# Who Is Stronger ? Naruto or Sasuke?



## tomte2 (Mar 8, 2012)

One of the favorite topics of debate for *Naruto* fans is the matter of who the stronger one is; *Naruto* or Sasuke. Now, as you may know, Naruto and Sasuke are rivals. Naruto is the orphan boy who has never had a family and Sasuke is the orphan boy who saw his whole family murdered by none other than his own brother. Naruto was shunned and looked down upon by the villagers because he was the vessel for the Kyuubi, the monster that wreaked havoc upon Konoha 12 years prior. All Naruto wants is for people to acknowledge him. Sasuke, on the other hand, belongs to the Uchiha clan, the strongest and most prestigious clan in Konoha. 

*Naruto* would do anything to have what Sasuke so haphazardly throws away; the respect of the villagers and the love of Haruno Sakura. Sasuke is everything that Naruto is not; he is handsome, well respected, and intelligent to the point of being a genius, powerful without even lifting a finger. Sasuke is the very image of perfection. But unlike Naruto, Sasuke is cold, aloof, and uncaring. He is arrogant and too obsessed with the past and the tattered aristocracy of his dead clan. He is single minded, so driven by the thought of revenge that he takes for granted everything he has left. And that is what Naruto cannot accept. Naruto cannot understand why Sasuke cannot see what he has right in front of him. Naruto cannot understand why Sasuke is never contented. As the series progresses, Naruto becomes stronger and he starts catching up. And this is what Sasuke cannot accept. He cannot understand why someone like Naruto who was dull and did not have a kekkei genkai could be so strong. He cannot understand why Itachi would be more interested in Naruto rather than him. Of course, Sasuke did not know about the Kyuubi back then.

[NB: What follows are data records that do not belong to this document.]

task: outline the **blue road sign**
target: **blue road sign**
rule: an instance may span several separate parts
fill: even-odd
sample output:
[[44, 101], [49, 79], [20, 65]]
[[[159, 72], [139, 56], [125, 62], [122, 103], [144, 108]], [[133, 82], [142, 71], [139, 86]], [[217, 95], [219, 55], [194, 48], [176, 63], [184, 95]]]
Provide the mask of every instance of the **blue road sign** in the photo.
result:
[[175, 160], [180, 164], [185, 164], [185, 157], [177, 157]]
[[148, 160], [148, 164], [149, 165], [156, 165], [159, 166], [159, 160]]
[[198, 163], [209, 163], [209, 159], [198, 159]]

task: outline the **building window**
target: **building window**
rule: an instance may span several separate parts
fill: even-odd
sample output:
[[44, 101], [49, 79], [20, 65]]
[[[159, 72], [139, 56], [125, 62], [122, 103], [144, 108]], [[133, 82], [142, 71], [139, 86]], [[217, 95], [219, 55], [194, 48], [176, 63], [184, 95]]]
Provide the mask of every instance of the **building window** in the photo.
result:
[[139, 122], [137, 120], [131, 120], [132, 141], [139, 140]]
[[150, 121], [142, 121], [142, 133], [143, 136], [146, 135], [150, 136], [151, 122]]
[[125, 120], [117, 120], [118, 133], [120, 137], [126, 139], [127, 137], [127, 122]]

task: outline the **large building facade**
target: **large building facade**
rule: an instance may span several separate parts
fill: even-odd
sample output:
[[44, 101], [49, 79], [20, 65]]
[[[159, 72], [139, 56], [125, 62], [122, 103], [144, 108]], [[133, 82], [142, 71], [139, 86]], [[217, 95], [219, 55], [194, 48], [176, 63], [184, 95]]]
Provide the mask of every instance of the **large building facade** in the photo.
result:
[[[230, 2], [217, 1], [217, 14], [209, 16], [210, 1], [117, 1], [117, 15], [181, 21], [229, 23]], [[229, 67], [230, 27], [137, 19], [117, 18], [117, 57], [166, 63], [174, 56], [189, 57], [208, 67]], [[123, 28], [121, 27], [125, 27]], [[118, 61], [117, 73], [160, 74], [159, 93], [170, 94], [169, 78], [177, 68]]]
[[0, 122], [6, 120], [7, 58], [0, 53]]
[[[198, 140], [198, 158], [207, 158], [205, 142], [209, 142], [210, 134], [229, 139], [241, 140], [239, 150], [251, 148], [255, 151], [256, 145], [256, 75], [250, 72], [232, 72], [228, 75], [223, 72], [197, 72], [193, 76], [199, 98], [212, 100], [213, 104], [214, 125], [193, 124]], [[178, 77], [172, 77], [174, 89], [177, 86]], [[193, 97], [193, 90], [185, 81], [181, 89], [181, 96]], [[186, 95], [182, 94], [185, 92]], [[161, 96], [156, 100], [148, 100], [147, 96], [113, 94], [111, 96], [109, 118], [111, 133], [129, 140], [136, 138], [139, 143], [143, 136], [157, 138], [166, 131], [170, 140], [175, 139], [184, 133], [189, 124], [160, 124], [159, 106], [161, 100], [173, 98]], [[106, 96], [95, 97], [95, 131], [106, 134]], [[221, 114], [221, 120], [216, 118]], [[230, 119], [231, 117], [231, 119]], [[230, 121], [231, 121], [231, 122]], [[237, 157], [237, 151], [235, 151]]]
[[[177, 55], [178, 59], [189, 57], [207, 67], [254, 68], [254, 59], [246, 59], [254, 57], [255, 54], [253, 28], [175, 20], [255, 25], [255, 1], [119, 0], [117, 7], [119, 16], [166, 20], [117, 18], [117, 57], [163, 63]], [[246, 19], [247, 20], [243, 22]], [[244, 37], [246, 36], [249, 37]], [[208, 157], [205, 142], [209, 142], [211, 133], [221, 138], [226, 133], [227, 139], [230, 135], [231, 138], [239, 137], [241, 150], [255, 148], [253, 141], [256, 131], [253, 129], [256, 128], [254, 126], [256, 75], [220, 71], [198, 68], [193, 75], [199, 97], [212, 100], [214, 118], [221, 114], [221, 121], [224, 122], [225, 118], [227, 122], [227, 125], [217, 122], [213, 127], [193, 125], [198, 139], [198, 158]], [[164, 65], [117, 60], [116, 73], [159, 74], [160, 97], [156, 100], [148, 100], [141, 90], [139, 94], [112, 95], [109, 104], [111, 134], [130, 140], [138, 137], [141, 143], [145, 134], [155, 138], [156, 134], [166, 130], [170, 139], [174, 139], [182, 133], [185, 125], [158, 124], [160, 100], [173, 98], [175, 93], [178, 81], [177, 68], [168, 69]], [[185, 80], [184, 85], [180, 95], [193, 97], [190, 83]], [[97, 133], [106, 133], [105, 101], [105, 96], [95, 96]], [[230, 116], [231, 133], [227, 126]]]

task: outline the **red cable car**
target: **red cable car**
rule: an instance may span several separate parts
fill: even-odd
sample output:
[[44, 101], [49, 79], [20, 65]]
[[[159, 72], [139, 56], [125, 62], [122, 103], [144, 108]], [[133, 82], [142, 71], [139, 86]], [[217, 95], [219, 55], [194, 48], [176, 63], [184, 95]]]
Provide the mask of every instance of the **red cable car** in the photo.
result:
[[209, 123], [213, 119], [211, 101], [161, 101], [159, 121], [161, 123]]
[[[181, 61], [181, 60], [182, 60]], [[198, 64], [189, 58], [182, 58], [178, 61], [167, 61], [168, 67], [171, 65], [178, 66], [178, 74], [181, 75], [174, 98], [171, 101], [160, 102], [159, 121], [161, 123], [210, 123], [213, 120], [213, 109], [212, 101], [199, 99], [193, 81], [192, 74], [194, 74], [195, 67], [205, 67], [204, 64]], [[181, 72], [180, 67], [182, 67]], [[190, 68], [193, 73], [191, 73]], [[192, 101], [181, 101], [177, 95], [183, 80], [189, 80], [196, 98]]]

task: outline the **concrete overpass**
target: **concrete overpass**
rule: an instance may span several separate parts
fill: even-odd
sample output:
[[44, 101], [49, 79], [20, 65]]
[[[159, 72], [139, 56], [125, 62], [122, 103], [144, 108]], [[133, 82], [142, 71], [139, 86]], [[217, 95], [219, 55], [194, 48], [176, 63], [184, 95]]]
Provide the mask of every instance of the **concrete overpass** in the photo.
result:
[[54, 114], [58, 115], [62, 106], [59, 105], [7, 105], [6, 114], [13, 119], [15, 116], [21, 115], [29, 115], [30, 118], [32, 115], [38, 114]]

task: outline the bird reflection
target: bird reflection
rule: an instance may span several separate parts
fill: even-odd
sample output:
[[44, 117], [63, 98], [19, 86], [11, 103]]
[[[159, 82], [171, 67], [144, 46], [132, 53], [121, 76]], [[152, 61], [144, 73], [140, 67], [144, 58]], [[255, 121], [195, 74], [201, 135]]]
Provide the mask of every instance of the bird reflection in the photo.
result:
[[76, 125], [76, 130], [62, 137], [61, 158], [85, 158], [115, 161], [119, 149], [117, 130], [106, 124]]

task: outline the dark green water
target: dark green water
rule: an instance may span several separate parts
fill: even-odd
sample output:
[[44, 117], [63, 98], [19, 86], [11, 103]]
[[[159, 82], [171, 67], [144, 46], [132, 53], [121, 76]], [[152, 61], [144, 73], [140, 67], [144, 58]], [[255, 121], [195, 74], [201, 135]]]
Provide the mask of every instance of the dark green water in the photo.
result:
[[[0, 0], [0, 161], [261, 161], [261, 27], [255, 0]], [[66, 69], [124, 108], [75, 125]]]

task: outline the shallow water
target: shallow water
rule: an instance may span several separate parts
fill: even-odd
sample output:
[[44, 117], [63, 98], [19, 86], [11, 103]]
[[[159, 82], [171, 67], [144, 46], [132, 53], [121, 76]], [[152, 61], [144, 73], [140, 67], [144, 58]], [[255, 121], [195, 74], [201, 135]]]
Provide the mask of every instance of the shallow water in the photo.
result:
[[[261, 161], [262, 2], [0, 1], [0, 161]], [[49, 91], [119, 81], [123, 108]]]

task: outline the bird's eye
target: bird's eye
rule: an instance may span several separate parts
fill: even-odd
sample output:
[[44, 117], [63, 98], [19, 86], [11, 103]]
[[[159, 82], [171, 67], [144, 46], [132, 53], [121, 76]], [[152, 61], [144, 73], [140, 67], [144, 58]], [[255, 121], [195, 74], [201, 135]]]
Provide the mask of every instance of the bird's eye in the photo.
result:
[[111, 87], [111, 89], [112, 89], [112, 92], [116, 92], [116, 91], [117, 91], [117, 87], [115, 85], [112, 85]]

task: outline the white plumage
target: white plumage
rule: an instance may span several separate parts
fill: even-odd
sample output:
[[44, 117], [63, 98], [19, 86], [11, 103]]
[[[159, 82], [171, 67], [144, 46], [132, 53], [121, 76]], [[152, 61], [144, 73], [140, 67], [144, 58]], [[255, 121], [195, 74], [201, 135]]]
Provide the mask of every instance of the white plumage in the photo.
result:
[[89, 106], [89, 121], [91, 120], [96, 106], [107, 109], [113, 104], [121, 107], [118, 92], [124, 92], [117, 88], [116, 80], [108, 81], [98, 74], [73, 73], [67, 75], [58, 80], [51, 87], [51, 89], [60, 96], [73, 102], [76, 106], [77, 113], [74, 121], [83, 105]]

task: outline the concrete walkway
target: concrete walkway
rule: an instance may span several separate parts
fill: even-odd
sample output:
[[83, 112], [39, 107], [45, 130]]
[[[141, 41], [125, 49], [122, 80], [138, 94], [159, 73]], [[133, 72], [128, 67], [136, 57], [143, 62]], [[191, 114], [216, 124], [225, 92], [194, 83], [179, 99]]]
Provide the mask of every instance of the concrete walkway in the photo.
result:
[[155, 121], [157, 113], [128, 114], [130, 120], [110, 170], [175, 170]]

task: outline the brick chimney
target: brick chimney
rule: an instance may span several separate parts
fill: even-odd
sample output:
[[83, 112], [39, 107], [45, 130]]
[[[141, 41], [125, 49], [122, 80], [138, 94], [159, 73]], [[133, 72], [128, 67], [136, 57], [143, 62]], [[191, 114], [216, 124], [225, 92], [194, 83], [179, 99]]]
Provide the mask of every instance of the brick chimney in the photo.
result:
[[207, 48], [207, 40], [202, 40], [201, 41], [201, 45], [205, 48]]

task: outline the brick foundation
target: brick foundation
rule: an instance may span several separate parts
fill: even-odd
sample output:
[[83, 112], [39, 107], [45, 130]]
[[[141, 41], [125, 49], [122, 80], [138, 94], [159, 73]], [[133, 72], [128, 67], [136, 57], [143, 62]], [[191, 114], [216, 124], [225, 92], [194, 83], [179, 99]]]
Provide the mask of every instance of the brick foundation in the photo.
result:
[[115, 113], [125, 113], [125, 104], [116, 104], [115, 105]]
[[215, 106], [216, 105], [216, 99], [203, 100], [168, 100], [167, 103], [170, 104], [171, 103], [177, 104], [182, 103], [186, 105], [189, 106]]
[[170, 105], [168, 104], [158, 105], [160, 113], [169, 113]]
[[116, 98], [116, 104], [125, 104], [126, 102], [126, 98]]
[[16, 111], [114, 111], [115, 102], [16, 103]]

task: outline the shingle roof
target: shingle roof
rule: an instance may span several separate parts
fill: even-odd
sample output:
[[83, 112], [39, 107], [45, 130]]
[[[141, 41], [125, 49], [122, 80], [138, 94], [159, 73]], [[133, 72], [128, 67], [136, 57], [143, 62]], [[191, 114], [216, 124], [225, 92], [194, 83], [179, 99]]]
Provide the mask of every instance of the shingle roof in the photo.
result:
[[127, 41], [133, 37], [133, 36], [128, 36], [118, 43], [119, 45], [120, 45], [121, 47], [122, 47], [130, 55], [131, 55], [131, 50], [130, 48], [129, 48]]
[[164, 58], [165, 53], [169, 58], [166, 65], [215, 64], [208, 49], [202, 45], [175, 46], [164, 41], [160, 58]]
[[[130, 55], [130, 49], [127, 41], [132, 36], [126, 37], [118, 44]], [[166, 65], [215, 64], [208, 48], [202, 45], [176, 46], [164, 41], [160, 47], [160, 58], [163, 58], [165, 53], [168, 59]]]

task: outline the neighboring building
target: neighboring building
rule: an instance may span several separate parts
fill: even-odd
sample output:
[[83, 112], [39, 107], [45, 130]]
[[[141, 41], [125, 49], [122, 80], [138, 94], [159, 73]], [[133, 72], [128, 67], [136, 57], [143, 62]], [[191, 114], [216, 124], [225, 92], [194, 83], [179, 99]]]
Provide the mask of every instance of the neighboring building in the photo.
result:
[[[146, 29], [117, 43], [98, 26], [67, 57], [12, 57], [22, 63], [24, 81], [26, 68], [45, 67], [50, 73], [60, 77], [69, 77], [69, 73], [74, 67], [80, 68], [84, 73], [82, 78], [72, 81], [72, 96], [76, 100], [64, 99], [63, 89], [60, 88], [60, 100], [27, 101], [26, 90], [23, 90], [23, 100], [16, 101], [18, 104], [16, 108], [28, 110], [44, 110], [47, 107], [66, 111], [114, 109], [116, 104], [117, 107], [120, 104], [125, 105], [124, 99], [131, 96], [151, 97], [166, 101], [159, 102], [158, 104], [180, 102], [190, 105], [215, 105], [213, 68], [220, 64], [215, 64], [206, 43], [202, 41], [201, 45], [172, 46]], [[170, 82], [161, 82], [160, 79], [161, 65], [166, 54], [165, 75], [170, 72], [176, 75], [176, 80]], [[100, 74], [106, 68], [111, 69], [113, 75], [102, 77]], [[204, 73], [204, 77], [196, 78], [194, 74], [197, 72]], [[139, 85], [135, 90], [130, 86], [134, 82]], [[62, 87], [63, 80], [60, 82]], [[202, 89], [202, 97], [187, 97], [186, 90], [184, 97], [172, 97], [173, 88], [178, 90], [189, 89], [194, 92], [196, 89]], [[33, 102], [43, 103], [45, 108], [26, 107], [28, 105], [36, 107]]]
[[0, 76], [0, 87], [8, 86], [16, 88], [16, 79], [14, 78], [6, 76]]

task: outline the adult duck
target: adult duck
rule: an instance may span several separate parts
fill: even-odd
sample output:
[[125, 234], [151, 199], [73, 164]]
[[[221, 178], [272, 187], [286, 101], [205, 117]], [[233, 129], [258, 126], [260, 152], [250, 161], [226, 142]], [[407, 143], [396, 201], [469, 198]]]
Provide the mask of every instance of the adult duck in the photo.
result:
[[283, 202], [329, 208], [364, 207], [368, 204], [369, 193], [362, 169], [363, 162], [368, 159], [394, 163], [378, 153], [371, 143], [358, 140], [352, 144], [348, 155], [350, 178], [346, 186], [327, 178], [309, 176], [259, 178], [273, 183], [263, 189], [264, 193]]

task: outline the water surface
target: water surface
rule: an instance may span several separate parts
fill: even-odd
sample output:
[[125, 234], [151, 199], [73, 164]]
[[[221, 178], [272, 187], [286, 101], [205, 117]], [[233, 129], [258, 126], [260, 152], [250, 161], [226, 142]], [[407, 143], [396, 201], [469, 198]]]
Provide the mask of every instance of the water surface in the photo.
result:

And so they have a rivalry and it's the age old debate between which would win: power and attitude or power and intelligence.

*Naruto*

Of course, power and attitude refers to Naruto. Naruto is pure determination. He might not be the brightest pea in the pod, but he sure is the most persevering. What he lacks in intelligence, he more than makes up for in raw power. Of course, Naruto owes his brawn to the Kyuubi who lends him a huge amount of chakra and stamina and this is a huge advantage in fights.

*Sasuke*

Sasuke, on the other hand is power and intelligence. He wields the Sharingan; the strongest doujutsu in Konoha. He is fast and powerful. And though he might not have as much stamina as Naruto does, he makes up for it with his ingenious strategies and techniques. Like Naruto, Sasuke is determined. But his determination is directed at all the wrong things.

so,Who is stronger?  or *Sasuke*?


----------



## Ino Yamanaka (Mar 8, 2012)

Naruto, cause he always wins.


----------



## Euphie (Mar 8, 2012)

The manga is called Naruto so.....you tell me?


----------



## Yellow Flash1 (Mar 8, 2012)

_I think its Sakura.. (JK)_

*
Spoiler:  



Seriously, we don't know it yet, before they fight against each other.
So, the time will tell us who is the strongest shinobi at the end between those to.


*

*
Spoiler:  



 But i'll bet Naruto kick Sasuke's ass for sure! 


*


----------



## Xyloz (Apr 6, 2012)

Naruto is stronger than him. Besides Naruto is the protagonist lol. 
But Sasuke could improve and possibly equal Naruto's power.
I'm still waiting for their epic battle.


----------



## Revolution (Apr 14, 2012)

Whoever The author of the fan fiction wants to be stronger. .

But, that is a good question.  Every time they have fought, Sasuke won.  If Kishi has it, Naruto will finally defeat Sasuke in a final clash, but it has yet to be seen.

You are new, so I think you just posted in the wrong section. Try *House of Uzumaki*


----------



## Aegon Targaryen (Apr 20, 2012)

Naruto is stronger than Sasuke at present.


----------



## jNdee~ (Apr 20, 2012)

naruto is gay for sasuke. when they fight, naruto gives in to his feelings so sasuke is stronger if they fight but not when theyre fighting other


----------